Customer clause – legal regulation
Customer clauses are regulated in the Working Environment Act § 14 A-4. Here, customer clauses are defined as “agreement between the employer and the employee limiting the employee’s freedom to contact the employer’s customers following termination of the employment.” The definition shows that only the employee’s access to contact customers is restricted. Customers who contact the employee themselves are therefore not obliged to reject the employee. The employee can also contact customers for purposes other than recruiting them for their new job.
Which customers are covered?
A customer clause may not cover all the customers of the old employer. It only covers customers with whom the employee has had contact or been responsible for the last year before the employer notifies that the customer clause will be enforced. The term “contact” includes both direct and indirect contact with the customer. The employee’s contact with the customer can e.g. be negotiations or discussions in connection with entering into contracts in which the employee has participated. Follow-up of customers is also included unless it is sporadic. Whether there has been sufficient contact for a customer clause to apply will be a specific assessment.
Even if the employee has not had direct contact with the customer, customers for whom the employee has had a more overall responsibility will be included. There will be cases where the superior employee has had the authority to bind the employer in the customer relationship, without there having been any direct contact between the customer and the employee.
Customer clause length
A customer clause will only apply for one year from the termination of the employment relationship. The employment relationship ends when the notice period expires or on the day the employee is dismissed. When one year has passed, the employee can contact customers as usual.
When and how must customer clauses be entered into?
A customer clause must be entered into in writing. It must also be entered into while the employment relationship lasts. It is common to enter into customer clauses at the beginning of the employment relationship or during the employment relationship. However, there is nothing in the way of entering into such an agreement during the notice period. It must only be entered into before the employment relationship ends to be valid. If it is entered into after the employment relationship ends, the relationship is regulated by section 36 of the Contracts Act instead.
When can customer clauses not be enforced?
An employment relationship can be terminated both by the employee and by the employer.
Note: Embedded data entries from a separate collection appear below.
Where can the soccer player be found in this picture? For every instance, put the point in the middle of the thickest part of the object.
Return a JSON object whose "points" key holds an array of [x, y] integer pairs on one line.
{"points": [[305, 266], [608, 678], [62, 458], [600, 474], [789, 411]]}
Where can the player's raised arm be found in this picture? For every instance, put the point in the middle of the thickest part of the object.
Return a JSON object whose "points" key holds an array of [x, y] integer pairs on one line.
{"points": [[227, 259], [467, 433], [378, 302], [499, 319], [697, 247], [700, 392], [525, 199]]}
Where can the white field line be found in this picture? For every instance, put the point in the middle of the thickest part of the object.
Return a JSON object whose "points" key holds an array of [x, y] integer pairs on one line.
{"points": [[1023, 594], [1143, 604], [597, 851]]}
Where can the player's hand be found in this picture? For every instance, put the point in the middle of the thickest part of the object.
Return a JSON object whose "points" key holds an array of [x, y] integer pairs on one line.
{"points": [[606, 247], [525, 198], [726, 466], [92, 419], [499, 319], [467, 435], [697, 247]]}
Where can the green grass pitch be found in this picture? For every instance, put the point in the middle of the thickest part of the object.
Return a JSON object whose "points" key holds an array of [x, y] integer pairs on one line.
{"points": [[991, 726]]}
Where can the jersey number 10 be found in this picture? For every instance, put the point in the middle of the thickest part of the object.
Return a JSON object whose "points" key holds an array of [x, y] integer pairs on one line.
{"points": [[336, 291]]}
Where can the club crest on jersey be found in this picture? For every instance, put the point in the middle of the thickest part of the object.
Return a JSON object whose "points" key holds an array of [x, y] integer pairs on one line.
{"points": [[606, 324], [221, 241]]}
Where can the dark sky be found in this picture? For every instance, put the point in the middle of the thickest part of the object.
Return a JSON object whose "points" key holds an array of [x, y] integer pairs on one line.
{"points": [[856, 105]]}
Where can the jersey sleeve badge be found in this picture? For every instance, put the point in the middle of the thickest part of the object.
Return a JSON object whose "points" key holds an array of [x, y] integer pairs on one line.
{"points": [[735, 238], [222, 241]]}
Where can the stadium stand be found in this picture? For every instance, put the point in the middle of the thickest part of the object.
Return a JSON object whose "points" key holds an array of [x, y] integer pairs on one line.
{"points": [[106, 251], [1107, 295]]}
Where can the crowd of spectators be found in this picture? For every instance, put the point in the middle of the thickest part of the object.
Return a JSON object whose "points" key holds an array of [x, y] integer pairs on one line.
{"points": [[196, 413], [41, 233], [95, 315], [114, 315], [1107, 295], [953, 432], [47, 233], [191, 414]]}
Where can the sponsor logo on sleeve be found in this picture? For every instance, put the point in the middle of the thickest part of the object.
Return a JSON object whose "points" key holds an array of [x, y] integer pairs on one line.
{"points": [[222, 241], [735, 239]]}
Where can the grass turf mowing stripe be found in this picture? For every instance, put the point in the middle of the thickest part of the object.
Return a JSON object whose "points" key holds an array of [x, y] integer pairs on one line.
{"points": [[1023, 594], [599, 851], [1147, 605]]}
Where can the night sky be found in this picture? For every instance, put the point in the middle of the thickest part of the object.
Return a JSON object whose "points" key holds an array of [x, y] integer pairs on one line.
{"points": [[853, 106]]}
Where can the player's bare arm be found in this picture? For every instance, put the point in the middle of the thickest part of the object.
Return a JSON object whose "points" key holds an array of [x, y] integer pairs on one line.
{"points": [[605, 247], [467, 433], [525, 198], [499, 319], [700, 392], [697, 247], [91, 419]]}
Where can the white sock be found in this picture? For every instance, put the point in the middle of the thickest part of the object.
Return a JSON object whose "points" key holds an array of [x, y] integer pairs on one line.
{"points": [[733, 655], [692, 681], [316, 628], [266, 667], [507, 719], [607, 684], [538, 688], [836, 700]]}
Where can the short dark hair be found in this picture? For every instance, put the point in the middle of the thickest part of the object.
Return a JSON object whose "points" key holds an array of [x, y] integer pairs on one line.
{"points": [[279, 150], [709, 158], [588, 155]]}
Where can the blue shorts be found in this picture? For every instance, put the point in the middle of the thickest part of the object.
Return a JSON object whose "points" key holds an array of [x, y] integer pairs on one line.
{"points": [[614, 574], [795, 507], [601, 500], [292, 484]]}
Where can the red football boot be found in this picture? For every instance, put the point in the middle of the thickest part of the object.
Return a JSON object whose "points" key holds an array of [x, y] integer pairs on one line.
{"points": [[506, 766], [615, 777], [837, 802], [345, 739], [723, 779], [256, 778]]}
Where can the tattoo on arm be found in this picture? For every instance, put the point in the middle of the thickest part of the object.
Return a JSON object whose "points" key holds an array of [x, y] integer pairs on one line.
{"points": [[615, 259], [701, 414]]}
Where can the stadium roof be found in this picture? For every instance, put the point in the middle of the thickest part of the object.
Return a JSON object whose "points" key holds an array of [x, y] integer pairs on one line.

A customer clause cannot be enforced if the employee is dismissed due to the company’s circumstances. If the company has to be downsized, the employer cannot enforce the clause. A customer clause can also not be enforced if the employee terminates the employment relationship as a result of the employer’s default. If the employee resigns himself or is dismissed by the employer due to the employee’s circumstances, the clause can apply as normal.
The company’s chief executive may be exempted from the regulation on customer clauses if it has been agreed in writing that they shall not apply, cf. the Working Environment Act § 14 A-5.